Los amores difíciles, de Italo Calvino (Siruela) Traducción de Aurora Bernárdez | por Juan Jiménez García

Italo Calvino | Los amores difíciles

Contaba Umberto Eco la anécdota de que un día se encontró con un amigo en la estación de tren, a su regreso al pueblo, después de décadas de ausencia, y cómo este le dijo: ¿qué haces? ¿te vas? Algo así. Y algo así es también mi relación con algunos escritores. No puedo volver a ellos, por mucho tiempo que haya pasado, porque no tengo la sensación de haberlos dejado nunca. Son tantos… E Italo Calvino ocuparía un lugar importante. Desde que aquel crío se subió a un árbol, para no bajar, porque no quería comer caracoles, hemos compartido camino, de cuando en cuando y sin exigencias. Y siempre, siempre, con enorme alegría cuando nos encontramos. Hay que decir que amo profundamente la comedia neorrealista italiana (ay, esa manía de contar mi vida) y uno podría preguntarse a qué viene eso, pero es que Los amores difíciles también fue adaptada al cine, un cine y una época con la que compartía tono. Esa crítica social a través del humor, un humor de finales amargos, de esos que te hacen pensar que la vida, después de todo, es triste pero alegre… o alegre pero triste. Y así son los relatos del libro, teñidos de esa fina ironía tan de Calvino. Si nos olvidamos de la segunda parte, La vida difícil, que reunía dos relatos más extensos: La hormiga argentina y La nube de smog. Ambos reflexiones apocalípticas sobre un mundo burocratizado y devorado por sus propios actos, atrapado en sus miedos, ya sean en forma de hormigas invasoras e indestructibles, o por la contaminación que cae sobre seres vivos y cosas.

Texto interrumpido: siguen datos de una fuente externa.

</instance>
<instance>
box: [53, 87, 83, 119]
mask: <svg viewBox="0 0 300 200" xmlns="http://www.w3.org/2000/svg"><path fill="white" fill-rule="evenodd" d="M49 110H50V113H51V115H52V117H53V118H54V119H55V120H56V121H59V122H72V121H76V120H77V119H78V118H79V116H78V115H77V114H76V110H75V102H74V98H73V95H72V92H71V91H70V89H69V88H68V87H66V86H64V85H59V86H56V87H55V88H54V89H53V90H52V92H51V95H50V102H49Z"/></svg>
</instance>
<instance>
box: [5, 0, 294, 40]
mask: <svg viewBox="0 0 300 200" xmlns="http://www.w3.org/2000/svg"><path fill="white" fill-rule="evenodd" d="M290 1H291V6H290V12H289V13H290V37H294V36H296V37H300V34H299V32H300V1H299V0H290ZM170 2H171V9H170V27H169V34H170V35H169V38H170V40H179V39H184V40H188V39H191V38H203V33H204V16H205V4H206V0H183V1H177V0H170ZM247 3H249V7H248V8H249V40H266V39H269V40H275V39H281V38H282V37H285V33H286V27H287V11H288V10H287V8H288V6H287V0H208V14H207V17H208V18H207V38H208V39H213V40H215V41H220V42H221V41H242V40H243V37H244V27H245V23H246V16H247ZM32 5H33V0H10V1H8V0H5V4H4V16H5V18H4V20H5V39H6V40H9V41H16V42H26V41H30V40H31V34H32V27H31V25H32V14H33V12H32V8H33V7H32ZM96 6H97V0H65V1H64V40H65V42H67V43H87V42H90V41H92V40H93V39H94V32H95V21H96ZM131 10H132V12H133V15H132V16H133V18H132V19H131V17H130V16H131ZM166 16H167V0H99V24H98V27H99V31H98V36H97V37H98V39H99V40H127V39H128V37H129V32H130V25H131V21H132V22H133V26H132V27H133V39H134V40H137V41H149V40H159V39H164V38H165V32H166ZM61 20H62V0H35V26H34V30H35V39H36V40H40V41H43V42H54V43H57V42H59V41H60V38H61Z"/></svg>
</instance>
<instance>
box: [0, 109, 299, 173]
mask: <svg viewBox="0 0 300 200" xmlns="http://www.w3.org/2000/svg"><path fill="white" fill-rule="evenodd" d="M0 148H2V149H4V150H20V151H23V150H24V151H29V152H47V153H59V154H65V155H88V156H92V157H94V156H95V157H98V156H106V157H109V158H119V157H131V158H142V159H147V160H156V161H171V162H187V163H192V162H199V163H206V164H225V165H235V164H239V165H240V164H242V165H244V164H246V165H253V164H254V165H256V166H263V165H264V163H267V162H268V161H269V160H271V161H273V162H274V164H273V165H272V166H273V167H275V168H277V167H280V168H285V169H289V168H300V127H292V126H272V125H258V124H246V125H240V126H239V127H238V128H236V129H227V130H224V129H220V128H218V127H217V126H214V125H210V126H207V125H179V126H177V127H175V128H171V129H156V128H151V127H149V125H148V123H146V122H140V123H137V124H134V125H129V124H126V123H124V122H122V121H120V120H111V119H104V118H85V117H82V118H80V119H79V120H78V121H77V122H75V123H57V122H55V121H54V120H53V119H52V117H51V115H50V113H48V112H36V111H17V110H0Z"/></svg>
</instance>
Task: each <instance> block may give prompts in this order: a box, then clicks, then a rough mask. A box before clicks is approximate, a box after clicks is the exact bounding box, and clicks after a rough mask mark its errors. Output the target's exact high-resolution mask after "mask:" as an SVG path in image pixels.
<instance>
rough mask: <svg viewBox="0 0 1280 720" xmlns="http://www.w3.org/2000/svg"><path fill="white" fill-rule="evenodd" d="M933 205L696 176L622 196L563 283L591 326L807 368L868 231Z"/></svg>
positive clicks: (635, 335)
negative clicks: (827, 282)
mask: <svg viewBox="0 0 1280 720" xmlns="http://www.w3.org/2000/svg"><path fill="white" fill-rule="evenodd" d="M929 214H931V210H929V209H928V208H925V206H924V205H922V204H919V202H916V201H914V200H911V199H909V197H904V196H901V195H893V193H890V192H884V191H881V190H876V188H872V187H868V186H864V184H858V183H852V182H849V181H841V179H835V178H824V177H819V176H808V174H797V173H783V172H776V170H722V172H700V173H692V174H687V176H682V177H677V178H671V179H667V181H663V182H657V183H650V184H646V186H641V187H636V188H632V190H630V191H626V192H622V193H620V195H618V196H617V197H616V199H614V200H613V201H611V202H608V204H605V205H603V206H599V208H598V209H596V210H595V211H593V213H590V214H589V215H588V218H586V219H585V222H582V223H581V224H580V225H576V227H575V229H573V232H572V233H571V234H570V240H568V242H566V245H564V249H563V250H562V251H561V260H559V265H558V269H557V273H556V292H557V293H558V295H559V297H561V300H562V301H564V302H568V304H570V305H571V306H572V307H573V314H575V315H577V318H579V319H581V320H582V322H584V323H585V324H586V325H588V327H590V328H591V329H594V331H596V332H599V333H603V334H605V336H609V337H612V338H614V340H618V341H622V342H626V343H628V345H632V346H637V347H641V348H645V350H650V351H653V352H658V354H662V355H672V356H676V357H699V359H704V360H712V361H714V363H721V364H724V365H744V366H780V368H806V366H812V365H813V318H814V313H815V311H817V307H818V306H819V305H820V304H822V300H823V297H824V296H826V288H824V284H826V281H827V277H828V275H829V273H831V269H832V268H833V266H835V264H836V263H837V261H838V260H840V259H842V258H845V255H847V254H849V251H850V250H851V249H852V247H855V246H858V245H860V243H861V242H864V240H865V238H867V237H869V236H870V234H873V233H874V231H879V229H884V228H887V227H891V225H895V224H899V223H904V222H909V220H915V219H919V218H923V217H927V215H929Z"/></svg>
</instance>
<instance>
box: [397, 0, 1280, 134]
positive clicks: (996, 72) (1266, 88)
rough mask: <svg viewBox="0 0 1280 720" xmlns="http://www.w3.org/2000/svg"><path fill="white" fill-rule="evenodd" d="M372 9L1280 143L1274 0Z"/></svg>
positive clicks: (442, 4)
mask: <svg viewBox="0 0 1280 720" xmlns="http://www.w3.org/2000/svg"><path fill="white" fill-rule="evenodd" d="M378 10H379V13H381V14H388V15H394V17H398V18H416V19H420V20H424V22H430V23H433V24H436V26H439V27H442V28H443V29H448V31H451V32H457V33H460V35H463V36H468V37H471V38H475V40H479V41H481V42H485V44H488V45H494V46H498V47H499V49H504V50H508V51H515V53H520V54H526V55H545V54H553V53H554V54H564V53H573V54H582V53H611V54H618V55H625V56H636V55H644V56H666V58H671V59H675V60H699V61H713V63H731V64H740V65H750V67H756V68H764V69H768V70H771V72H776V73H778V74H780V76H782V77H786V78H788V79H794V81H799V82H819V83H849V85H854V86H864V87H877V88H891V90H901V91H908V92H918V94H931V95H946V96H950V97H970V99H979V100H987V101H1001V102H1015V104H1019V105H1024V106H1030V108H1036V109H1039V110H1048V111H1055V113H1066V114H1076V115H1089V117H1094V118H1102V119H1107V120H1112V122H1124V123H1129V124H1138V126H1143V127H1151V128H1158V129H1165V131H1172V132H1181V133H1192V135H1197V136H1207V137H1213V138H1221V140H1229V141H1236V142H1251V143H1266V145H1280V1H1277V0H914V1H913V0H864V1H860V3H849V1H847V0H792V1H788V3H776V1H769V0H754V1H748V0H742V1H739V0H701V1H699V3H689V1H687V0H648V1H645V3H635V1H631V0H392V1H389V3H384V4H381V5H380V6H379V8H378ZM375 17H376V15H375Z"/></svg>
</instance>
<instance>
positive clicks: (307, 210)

Pero volvamos al amor. O al desamor. O a los desencuentros amorosos, como el de La aventura de un matrimonio, en el que el obrero Arturo Massolari hace el turno de noche mientras su mujer trabaja de día, y solo se encuentran en el cruce de sus obligaciones. Lo cierto es que todos los intentan, a su manera y con sus complejidades. En La aventura de un soldado, el soldado de infantería Tomagra, ve como junto a él, en el tren, se sienta una atractiva viuda. A partir de ahí, y como si ese compartimento encerrara un microcosmos de complejas relaciones hombre-mujer, se dedicará a interpretar gestos y a calibrar sensaciones, entre tímidas aproximaciones y la búsqueda de la prueba evidente de una puerta hacia una pasión desenfrenada. En el lado opuesto está La aventura de un lector, en el que todos los que padecemos esta enfermedad nos podremos sentir identificados: terminar el capítulo, terminar el libro, o entregarse a una aventura amorosa con esa bañista de la toalla de al lado.

A veces lo que descubren no es lo difícil que es todo, sino precisamente lo sencillo. Como en La aventura de una mujer casada, que ve el amanecer desde una cafetería. Y no solo como fenómeno atmosférico, sino como algo personal, una revelación. La mirada de Italo Calvino, no exenta de un cierto cariño por esos seres en manos de sus pequeños destinos, es capaz de convertir en intrigante, en novela de misterio, hasta los apuros de una bañista que ha perdido la parte de abajo de su bañador. O el viaje en tren de un enamorado de modos científicos, que aspira a que le dejen todo el vagón para él y poder dormir arreglo a sus ambiciones y convicciones. Héroes mundanos que solo aspiran a salvar su pequeño mundo pero dispuestos a superar las pruebas que les impone el azar y los siempre molestos otros. Buscadores de absoluto, como ese fotógrafo, o pobres hombres, como ese empleado que solo aspira a que se conozca que ha tenido una aventura. Todos ellos inmersos en los laberintos y sus pruebas de esos amores difíciles.